La question sociale en Afrique est donc très complexe. Les Belges apportent d’autant plus de circonspection à en chercher les solutions, qu’aux difficultés qu’elle présente s’ajoute, dans leur esprit, une méfiance instinctive contre les conseils venus du dehors et notamment d’Angleterre. Ils prétendent que la philanthropie anglaise se confond souvent avec des intérêts politiques : la campagne contre l’oppression des Cafres par les Boërs ne fut-elle point l’une des causes de la guerre du Transvaal, et la croisade contre les corvées imposées par Lesseps à ses ouvriers à Suez, n’a-t-elle point précédé la substitution de l’influence anglaise à l’influence française en Egypte[1] ?

La Belgique n’entend point que la lutte contre le travail forcé soit le préambule d’une action politique et pour justifier ses appréhensions, elle s’abrite derrière les avertissemens des hommes d’Etat anglais eux-mêmes[2].

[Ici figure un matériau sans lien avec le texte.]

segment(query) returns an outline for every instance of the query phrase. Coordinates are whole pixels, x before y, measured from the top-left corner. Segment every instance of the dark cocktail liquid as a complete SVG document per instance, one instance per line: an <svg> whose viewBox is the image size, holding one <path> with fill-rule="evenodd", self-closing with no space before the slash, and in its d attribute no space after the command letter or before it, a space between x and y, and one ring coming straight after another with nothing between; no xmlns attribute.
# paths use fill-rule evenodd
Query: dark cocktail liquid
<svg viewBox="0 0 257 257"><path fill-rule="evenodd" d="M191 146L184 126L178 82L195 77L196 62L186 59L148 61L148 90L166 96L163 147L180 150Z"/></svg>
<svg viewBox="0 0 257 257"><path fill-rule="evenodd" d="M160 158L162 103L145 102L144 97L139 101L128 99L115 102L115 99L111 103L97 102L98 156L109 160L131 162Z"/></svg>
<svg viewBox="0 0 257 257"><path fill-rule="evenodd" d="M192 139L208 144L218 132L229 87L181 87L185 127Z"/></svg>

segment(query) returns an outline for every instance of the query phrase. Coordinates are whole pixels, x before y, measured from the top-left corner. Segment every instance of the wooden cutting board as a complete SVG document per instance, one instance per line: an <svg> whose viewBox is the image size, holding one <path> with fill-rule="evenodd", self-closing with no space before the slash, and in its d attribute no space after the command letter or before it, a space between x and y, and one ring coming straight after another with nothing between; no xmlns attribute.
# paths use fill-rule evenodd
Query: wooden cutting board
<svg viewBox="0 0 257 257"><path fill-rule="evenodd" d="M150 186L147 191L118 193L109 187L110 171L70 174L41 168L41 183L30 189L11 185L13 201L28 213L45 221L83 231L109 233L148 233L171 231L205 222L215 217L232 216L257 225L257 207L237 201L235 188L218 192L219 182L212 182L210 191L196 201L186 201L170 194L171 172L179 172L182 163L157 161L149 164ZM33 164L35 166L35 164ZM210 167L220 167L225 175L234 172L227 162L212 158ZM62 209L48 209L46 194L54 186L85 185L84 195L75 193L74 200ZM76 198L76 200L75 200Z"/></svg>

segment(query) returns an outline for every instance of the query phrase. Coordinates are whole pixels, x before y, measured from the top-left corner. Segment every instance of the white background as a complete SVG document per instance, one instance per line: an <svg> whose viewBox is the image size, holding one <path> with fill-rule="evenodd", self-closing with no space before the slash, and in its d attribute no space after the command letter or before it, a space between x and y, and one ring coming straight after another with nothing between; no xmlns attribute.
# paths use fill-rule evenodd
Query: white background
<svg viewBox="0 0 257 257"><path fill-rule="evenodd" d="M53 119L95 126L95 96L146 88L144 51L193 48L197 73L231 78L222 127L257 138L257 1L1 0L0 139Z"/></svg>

On ne peut cependant, dans cette situation, trouver une

  1. L’histoire de ces menées a été écrite par M. J. Charles-Roux (l’Isthme et le Canal de Suez, Paris, 1906) ; elle offre de singulières analogies avec la Campagne actuelle contre le Congo belge. — M. Charles-Roux raconte notamment comment « des ouvertures furent faites à M. F. de Lesseps pendant son séjour à Londres par un personnage officiel, organe de lord Palmerston. Il lui fut déclaré que s’il consentait à admettre que l’Angleterre prît possession de Suez et gardât ainsi le passage du canal, l’opposition du Cabinet anglais cesserait (t. I, p. 212). » Ces propositions ayant été repoussées, l’Angleterre chercha à émouvoir l’opinion en l’apitoyant sur le sort des fellahs recrutés par le travail forcé. — Étant parvenue à en obtenir la suppression (6 février 1864), la presse anglaise manifesta sa joie. — Pourquoi ? Est-ce dans une pensée humanitaire ? — Un passage d’un article du Standard va nous renseigner : « Le travail ne pourra plus être obtenu qu’au moyen de dépenses énormes. Que diront alors les actionnaires, ces pauvres spéculateurs, en France, en Egypte, en Turquie ? Ils seront ruiné ». » Cependant l’énergie de M. de Lesseps vient à bout de tous les obstacles ; le 20 novembre 1869, le canal est inauguré. Alors l’Angleterre change de tactique ; n’étant point parvenue à abattre l’entreprise, elle en arrache le bénéfice à la France en achetant au khédive Ismaël 176 602 actions (1875). On sait que ce fut le prélude de l’occupation anglaise en Egypte.
  2. Gladstone n’a-t-il point écrit contre son propre pays cet injuste réquisitoire : « Dans toutes les questions soulevées au sein des conseils des Puissances européennes, le gouvernement anglais s’est posé en champion non de la liberté, mais de l’oppression… On peut dire, avec vérité, que pour traiter les questions des destinées humaines, il eût mieux valu, dans l’intérêt de la justice et de la liberté, que la nation anglaise n’eût jamais existé. Affectant un jour un respect jaloux des traités, nous les avons foulés aux pieds le moment d’après. » (Nineteenth Century August, 1879, p. 204.)